Op zoek naar de nuance
“We houden niet van eenzijdigheid en dogma’s”, zegt Erisman, directeur van het Louis Bolk Instituut. Dit instituut is gespecialiseerd in duurzame landbouw, voeding en gezondheid. We spreken Jan Willem Erisman in zijn kantoor in de hoek van het gebouw. Na de opleiding Chemische Technologie doet hij aan de Universiteit van Utrecht onderzoek naar ammoniakconcentraties, -emissies, -depositie en -verspreiding, waar hij ook op promoveert. De onderzoeksgroep verhuist naar het RIVM. Daar werkt Erisman aan modellen om de neerslag van stoffen die de grond zuurder maken te berekenen. In 2012 start hij bij het Louis Bolk Instituut waar hij nu de directeur van is.

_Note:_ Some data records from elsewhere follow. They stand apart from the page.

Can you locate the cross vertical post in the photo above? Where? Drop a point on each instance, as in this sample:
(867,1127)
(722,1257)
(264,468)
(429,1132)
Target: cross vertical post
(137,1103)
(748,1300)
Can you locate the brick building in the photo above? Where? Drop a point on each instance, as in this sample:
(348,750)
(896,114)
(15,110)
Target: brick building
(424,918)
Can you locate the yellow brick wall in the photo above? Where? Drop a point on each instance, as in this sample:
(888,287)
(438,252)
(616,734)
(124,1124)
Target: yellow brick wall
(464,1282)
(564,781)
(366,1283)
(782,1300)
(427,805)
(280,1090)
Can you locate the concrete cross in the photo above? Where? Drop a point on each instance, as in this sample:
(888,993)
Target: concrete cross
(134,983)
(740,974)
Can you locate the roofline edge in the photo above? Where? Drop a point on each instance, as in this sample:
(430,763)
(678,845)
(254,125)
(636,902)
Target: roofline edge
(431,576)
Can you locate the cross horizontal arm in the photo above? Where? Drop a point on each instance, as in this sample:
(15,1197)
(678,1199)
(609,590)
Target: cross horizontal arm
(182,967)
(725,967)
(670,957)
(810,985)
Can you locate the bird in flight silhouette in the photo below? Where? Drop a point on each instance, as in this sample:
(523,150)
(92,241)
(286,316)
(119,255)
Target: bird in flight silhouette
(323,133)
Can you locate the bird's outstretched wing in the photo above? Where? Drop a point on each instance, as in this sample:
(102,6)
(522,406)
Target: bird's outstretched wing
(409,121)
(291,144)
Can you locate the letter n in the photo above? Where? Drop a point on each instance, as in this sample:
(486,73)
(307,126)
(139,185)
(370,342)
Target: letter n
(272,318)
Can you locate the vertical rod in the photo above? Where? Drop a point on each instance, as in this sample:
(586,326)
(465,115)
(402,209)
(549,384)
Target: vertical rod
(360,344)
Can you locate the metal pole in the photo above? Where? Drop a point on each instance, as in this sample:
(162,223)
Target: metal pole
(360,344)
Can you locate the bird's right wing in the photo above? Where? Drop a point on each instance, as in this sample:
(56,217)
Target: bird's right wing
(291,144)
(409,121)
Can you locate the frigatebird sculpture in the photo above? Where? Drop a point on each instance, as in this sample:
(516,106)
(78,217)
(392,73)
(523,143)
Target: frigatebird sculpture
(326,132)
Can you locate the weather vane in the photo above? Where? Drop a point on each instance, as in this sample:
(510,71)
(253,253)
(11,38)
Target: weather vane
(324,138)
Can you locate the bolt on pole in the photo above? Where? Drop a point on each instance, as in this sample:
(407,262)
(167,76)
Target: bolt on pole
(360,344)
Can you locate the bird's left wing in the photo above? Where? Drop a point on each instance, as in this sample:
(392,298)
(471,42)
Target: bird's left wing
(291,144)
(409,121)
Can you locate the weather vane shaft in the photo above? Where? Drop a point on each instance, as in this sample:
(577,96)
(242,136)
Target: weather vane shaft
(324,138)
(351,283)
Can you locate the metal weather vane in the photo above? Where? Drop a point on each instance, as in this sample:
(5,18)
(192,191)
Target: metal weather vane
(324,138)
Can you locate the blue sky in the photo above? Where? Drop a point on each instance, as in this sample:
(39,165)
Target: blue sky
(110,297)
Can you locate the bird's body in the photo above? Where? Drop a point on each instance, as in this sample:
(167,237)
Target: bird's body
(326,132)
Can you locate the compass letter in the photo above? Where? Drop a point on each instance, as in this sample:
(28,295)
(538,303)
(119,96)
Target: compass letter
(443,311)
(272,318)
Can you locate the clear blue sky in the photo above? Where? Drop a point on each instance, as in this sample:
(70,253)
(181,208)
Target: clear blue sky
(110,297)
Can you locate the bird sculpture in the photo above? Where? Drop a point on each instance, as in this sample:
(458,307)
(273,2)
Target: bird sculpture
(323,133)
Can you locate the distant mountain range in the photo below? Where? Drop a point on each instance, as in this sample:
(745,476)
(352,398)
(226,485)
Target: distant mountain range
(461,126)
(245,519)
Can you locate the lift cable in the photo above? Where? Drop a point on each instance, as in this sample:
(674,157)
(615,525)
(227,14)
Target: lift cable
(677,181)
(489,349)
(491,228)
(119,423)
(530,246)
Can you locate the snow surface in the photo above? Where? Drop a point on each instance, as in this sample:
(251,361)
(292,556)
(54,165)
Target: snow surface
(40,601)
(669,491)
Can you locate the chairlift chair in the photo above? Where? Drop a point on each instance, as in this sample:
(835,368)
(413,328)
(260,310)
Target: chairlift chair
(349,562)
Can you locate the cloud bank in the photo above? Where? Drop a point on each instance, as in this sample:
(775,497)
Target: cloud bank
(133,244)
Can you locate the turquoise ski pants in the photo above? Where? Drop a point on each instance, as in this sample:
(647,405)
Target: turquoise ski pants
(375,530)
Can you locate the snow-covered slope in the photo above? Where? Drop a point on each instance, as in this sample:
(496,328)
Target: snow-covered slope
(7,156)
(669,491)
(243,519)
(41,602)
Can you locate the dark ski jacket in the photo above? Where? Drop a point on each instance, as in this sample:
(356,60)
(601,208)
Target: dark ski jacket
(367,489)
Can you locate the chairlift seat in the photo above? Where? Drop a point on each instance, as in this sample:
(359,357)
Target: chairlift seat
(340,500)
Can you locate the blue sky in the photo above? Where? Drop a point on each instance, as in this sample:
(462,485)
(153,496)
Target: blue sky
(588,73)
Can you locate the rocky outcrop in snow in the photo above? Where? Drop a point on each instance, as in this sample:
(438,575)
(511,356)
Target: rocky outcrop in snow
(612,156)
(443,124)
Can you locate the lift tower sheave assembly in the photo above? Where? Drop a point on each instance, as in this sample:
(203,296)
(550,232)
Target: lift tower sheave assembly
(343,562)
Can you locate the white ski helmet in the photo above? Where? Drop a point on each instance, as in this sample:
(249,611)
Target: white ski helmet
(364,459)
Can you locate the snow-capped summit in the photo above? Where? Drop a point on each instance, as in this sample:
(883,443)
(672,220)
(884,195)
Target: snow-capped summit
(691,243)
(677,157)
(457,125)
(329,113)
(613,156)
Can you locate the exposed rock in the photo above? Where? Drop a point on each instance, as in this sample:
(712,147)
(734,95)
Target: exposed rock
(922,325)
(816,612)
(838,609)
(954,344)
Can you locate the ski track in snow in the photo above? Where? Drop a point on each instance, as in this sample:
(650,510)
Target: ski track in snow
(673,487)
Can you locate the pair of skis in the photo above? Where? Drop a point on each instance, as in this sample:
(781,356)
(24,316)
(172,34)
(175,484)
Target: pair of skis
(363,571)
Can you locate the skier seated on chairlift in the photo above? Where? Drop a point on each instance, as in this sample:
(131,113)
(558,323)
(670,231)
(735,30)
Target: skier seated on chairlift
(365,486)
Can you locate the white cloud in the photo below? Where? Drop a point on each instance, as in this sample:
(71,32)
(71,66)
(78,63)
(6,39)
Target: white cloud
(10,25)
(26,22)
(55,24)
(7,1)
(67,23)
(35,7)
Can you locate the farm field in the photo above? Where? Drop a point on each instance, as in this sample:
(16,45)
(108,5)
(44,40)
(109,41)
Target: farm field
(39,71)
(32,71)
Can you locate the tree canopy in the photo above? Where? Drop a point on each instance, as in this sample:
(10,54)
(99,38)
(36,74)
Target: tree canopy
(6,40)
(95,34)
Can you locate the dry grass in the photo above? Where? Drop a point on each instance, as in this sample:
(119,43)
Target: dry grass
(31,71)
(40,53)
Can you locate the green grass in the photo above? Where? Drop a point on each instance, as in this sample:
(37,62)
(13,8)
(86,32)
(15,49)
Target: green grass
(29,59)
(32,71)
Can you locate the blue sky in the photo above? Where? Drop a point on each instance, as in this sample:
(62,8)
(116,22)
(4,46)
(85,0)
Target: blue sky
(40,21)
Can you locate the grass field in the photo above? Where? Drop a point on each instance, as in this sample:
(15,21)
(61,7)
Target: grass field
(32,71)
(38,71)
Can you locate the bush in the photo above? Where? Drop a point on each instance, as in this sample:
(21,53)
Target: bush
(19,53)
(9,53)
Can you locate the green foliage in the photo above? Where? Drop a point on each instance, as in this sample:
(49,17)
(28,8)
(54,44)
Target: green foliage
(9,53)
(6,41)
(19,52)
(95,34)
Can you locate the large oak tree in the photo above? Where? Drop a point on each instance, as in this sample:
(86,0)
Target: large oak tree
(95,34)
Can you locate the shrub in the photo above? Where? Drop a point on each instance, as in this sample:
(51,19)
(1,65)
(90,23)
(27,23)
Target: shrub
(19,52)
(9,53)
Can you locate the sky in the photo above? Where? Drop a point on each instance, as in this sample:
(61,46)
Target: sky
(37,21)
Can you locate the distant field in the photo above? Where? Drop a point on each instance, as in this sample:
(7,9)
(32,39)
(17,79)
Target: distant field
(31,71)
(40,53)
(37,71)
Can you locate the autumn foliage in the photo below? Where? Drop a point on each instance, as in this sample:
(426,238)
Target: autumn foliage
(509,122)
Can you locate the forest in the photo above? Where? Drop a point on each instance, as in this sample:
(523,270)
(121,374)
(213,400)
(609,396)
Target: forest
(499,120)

“Als schepen in internationale wateren komen, gelden er geen regels voor uitstoot.”
Debat rond stikstofcrisis
Ondanks zijn zorgen om het milieu, vindt hij zichzelf geen activist. Liever zoekt hij de nuance in wetenschappelijke oplossingen. Die nuance vindt Erisman belangrijk in het debat rond de stikstofcrisis. “Ook de boeren zitten vast in een systeem. Wat dat betreft zijn er eigenlijk alleen maar verliezers.” Volgens Erisman zijn het vooral de bedrijven die zich stil houden, waar naar gekeken moet worden. “Zoals bijvoorbeeld de producenten van veevoer. Het verdienmodel van deze producenten is gekoppeld aan de verkoop van zoveel mogelijk eiwitrijk voer. Daardoor stijgt de productiviteit van de dieren, maar ook de uitstoot van ammoniak.”
Stille sectoren
“Een sector die zich – in ieder geval in de media – ook stilhoudt, is de scheepvaart. Het is ook lastig daar veel regels aan te binden”, weet de hoogleraar Integrale Stikstofstudies. “Als de schepen in internationale wateren terecht komen, zijn er eigenlijk helemaal geen regels meer over uitstoot. Ze gebruiken dan gewoon de meest goedkope brandstof.”
“Ook de boeren zitten vast in een systeem.”
Luchtvaart
Een andere ‘stille sector’ is de luchtvaart. Zelf is Erisman twee jaar geleden bewust gestopt met vliegen. “Afgelopen zomer zou ik een week naar Amerika gaan. Dat heb ik afgezegd. Uiteindelijk heb ik anderhalf uur via Skype een gesprek gevoerd en dat bleek ook voldoende. De luchtvaart heeft niet zo’n grote rol in het hele stikstofprobleem.” Volgens Erisman is het totale aandeel van de luchtvaart – ook boven de 900 voet (274 meter) – ongeveer 1,1 procent van de totale depositie in Nederland.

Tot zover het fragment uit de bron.